If it survives the confidence vote, AAP will obviously focus on its popular programmes and time its action against Congress for when it will serve best. If the BJP joins hands with the Congress to bring AAP down just when the skeletons are about to be brought out of the cupboard, it will be a moral victory to be encashed at the hustings. It is going to be a contest between unconventional and traditional politics.
There is even talk from desperate quarters of Kejriwal becoming a prime ministerial candidate of the new emerging force plus Congress. If he does a decent enough job in Delhi, he might prove a better counter to Modi than Rahul Gandhi. But, basically, he poses a threat to both parties. No surprise, then, that the ‘real’ understanding is on how to eliminate this most inconvenient style of politics that Kejriwal represents.
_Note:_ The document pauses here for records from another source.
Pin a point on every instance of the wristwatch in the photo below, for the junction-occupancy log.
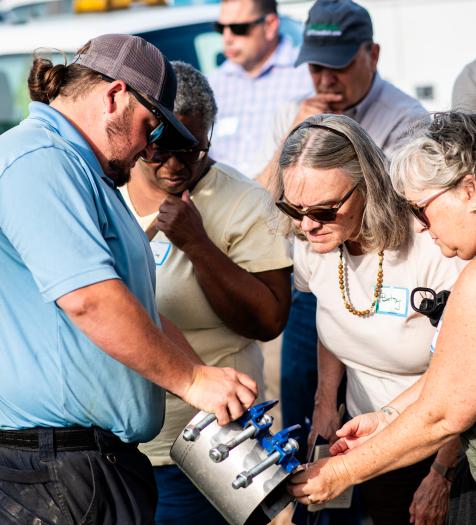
(447, 472)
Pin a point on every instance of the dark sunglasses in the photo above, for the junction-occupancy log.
(239, 29)
(155, 134)
(315, 213)
(185, 156)
(418, 209)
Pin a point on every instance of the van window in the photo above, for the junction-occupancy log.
(14, 99)
(197, 44)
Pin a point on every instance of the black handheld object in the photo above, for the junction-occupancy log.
(431, 303)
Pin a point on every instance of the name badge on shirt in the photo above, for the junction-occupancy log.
(226, 126)
(435, 337)
(393, 300)
(161, 251)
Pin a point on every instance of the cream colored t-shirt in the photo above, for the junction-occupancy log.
(387, 352)
(236, 216)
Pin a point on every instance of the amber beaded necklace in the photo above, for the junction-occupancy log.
(345, 295)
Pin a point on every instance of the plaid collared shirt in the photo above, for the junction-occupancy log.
(246, 105)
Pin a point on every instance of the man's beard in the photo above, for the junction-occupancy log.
(119, 173)
(119, 169)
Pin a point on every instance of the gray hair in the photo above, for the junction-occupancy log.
(194, 94)
(436, 155)
(337, 141)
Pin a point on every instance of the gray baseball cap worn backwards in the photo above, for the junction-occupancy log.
(146, 70)
(334, 32)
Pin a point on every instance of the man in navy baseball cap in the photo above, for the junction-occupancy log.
(334, 33)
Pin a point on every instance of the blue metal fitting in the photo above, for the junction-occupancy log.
(255, 414)
(283, 443)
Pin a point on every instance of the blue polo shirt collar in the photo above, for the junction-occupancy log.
(60, 125)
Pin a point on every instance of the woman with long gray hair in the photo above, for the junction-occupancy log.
(435, 170)
(361, 260)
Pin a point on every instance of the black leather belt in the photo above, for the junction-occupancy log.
(74, 438)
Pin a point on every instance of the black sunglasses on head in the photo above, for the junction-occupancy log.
(315, 213)
(185, 156)
(239, 29)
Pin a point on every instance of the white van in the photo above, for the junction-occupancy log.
(181, 33)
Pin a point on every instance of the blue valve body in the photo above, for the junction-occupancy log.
(272, 443)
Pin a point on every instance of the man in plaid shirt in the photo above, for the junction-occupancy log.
(257, 78)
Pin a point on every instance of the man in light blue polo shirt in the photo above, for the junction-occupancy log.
(84, 362)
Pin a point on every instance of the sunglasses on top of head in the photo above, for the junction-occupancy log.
(185, 156)
(156, 133)
(239, 29)
(315, 213)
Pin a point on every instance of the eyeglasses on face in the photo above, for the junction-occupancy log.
(315, 213)
(418, 208)
(155, 134)
(241, 29)
(185, 156)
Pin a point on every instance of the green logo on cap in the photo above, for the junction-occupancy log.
(323, 30)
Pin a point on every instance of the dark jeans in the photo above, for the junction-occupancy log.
(299, 366)
(180, 503)
(462, 507)
(112, 485)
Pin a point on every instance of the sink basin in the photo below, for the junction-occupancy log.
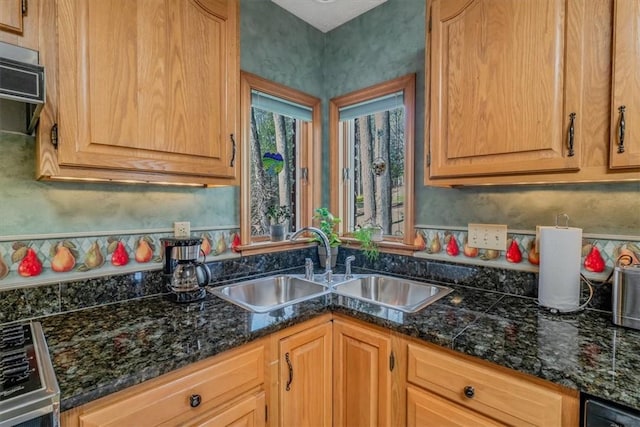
(270, 293)
(393, 292)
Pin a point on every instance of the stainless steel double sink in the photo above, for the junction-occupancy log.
(272, 292)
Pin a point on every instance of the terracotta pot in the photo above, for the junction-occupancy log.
(322, 254)
(277, 232)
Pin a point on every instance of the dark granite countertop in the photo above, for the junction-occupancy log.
(101, 350)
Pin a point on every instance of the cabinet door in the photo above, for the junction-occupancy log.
(425, 409)
(168, 399)
(305, 378)
(505, 78)
(148, 86)
(248, 412)
(625, 146)
(11, 16)
(362, 376)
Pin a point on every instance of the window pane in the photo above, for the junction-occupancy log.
(377, 184)
(274, 141)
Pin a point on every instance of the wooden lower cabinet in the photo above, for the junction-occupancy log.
(248, 412)
(336, 371)
(474, 388)
(361, 375)
(220, 391)
(428, 409)
(305, 377)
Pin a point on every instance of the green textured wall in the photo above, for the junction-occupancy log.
(384, 43)
(388, 42)
(32, 207)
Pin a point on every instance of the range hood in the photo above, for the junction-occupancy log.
(22, 81)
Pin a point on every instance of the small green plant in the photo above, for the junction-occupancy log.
(278, 214)
(327, 223)
(364, 235)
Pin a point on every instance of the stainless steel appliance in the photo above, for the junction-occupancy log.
(184, 275)
(597, 413)
(21, 81)
(29, 392)
(625, 296)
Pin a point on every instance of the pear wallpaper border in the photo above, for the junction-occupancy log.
(31, 262)
(39, 261)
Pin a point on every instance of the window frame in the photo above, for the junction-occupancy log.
(310, 149)
(337, 154)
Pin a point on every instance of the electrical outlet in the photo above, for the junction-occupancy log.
(181, 229)
(488, 236)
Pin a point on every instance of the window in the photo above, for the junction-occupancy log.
(280, 126)
(372, 138)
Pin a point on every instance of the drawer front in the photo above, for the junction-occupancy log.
(427, 409)
(211, 385)
(509, 399)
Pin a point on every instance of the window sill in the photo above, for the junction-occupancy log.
(257, 248)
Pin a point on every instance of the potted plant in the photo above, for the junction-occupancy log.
(327, 223)
(367, 236)
(277, 216)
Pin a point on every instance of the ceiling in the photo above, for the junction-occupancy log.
(326, 15)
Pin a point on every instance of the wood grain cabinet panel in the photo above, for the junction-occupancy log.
(625, 106)
(505, 79)
(11, 16)
(362, 376)
(169, 400)
(507, 398)
(305, 377)
(426, 409)
(147, 87)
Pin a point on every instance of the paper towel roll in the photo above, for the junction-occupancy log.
(559, 276)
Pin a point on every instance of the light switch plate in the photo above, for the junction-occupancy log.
(181, 229)
(488, 236)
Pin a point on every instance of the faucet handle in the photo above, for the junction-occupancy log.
(308, 269)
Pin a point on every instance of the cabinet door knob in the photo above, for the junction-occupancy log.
(288, 360)
(621, 129)
(572, 134)
(469, 391)
(195, 400)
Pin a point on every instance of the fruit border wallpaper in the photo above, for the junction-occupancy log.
(597, 259)
(44, 261)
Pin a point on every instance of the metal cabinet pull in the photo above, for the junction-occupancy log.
(286, 357)
(469, 391)
(572, 118)
(621, 127)
(233, 151)
(195, 400)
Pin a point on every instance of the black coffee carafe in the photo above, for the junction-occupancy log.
(184, 275)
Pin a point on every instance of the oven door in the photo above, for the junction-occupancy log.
(600, 414)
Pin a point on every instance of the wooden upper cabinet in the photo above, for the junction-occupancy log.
(625, 132)
(505, 80)
(149, 86)
(11, 13)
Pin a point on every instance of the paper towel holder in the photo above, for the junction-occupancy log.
(566, 220)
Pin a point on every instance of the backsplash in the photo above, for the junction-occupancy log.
(437, 246)
(29, 262)
(40, 301)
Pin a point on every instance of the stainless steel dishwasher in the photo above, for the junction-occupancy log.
(598, 413)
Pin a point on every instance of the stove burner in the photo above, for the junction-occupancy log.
(12, 337)
(29, 391)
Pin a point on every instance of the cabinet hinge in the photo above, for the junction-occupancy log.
(54, 135)
(345, 174)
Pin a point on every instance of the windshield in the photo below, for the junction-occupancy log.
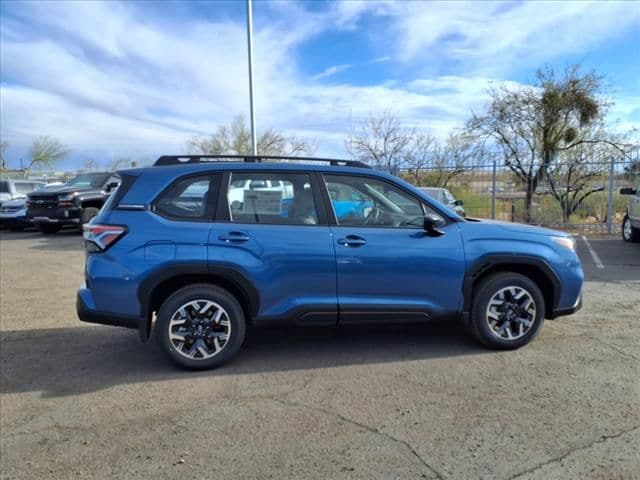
(93, 180)
(432, 192)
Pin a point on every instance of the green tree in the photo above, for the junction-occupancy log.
(235, 139)
(531, 125)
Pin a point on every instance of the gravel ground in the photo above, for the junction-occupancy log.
(82, 401)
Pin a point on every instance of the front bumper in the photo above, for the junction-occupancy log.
(559, 312)
(85, 308)
(18, 219)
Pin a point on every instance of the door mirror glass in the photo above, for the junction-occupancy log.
(432, 224)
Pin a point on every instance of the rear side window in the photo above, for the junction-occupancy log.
(189, 198)
(272, 198)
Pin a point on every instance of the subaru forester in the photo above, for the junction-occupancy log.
(197, 248)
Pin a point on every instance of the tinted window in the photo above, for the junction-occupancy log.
(271, 198)
(371, 202)
(23, 187)
(186, 199)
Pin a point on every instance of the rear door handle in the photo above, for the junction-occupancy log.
(234, 237)
(352, 241)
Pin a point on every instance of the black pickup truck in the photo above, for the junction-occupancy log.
(74, 203)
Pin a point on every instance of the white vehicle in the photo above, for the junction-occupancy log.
(11, 189)
(13, 213)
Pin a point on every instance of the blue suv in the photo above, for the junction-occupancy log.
(200, 247)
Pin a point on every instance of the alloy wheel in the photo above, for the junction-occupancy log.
(511, 313)
(199, 329)
(626, 229)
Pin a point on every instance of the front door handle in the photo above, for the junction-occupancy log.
(234, 237)
(352, 241)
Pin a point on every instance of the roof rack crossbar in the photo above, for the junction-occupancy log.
(190, 159)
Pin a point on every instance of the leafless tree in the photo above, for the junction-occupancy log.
(45, 152)
(454, 156)
(235, 139)
(381, 141)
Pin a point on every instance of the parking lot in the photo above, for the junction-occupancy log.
(83, 401)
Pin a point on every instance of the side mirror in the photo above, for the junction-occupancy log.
(432, 224)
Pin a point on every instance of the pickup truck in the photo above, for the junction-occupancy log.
(631, 221)
(74, 203)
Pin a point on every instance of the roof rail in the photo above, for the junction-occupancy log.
(187, 159)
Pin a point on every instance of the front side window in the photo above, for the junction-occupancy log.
(89, 180)
(187, 199)
(364, 201)
(271, 198)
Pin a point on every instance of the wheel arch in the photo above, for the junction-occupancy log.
(158, 286)
(534, 268)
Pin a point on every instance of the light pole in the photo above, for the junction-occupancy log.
(254, 146)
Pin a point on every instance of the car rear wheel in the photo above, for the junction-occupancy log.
(507, 311)
(200, 326)
(629, 232)
(49, 229)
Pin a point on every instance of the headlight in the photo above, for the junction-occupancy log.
(567, 242)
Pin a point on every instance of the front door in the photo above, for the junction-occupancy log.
(277, 234)
(388, 267)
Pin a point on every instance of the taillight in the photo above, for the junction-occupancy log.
(99, 238)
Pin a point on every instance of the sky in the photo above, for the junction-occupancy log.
(139, 79)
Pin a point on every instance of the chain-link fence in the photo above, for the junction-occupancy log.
(570, 196)
(581, 196)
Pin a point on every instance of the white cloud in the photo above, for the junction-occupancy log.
(108, 76)
(330, 71)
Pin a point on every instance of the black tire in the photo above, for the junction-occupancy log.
(88, 213)
(629, 232)
(485, 291)
(194, 292)
(48, 229)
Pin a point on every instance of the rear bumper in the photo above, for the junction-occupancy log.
(87, 313)
(559, 312)
(59, 216)
(15, 221)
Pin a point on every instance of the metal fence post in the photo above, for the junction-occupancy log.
(610, 206)
(493, 191)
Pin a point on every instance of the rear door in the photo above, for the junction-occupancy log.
(272, 227)
(388, 267)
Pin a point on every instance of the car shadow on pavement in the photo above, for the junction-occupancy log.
(70, 361)
(67, 239)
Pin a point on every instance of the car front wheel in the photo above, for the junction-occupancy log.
(48, 229)
(629, 232)
(508, 311)
(200, 326)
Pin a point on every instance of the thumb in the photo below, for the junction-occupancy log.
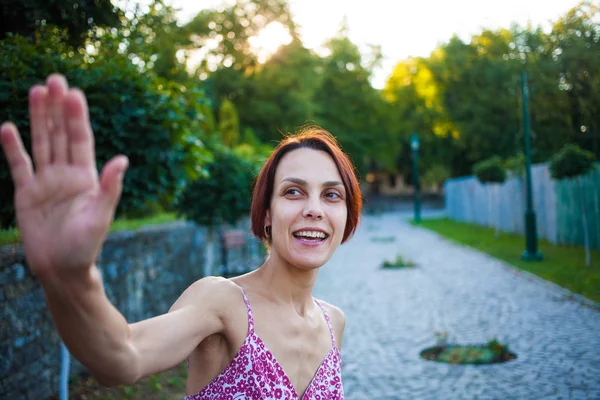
(111, 181)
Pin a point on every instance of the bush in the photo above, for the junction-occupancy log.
(224, 196)
(490, 171)
(156, 126)
(570, 162)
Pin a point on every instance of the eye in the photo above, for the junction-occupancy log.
(333, 195)
(292, 192)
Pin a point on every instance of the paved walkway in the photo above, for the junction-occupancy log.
(393, 314)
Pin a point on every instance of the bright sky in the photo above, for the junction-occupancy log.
(403, 28)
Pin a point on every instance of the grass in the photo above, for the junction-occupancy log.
(166, 385)
(563, 265)
(10, 236)
(399, 262)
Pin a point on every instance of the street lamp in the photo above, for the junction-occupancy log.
(531, 253)
(414, 145)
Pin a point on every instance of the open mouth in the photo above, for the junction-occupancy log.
(311, 236)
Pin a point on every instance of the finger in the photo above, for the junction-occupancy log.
(111, 181)
(40, 137)
(79, 130)
(16, 155)
(57, 88)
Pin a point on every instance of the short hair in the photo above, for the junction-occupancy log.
(314, 138)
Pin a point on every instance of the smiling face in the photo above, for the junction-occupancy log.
(308, 209)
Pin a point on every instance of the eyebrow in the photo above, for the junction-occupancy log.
(302, 182)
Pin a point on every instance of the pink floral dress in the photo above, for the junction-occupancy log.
(255, 374)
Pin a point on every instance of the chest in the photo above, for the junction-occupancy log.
(298, 346)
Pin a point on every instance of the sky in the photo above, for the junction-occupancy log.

Whatever the Congress and the BJP might do – and there are any number of tricks they can resort to – it cannot be denied that a newly empowered constituency has come to the fore. It has attracted all sections of the people, in particular, powerful intellects from the professional world. Not a day passes without news of one or the other person of significance joining AAP’s ranks. Dirty politics in the Delhi Assembly will not be enough to thwart its growth.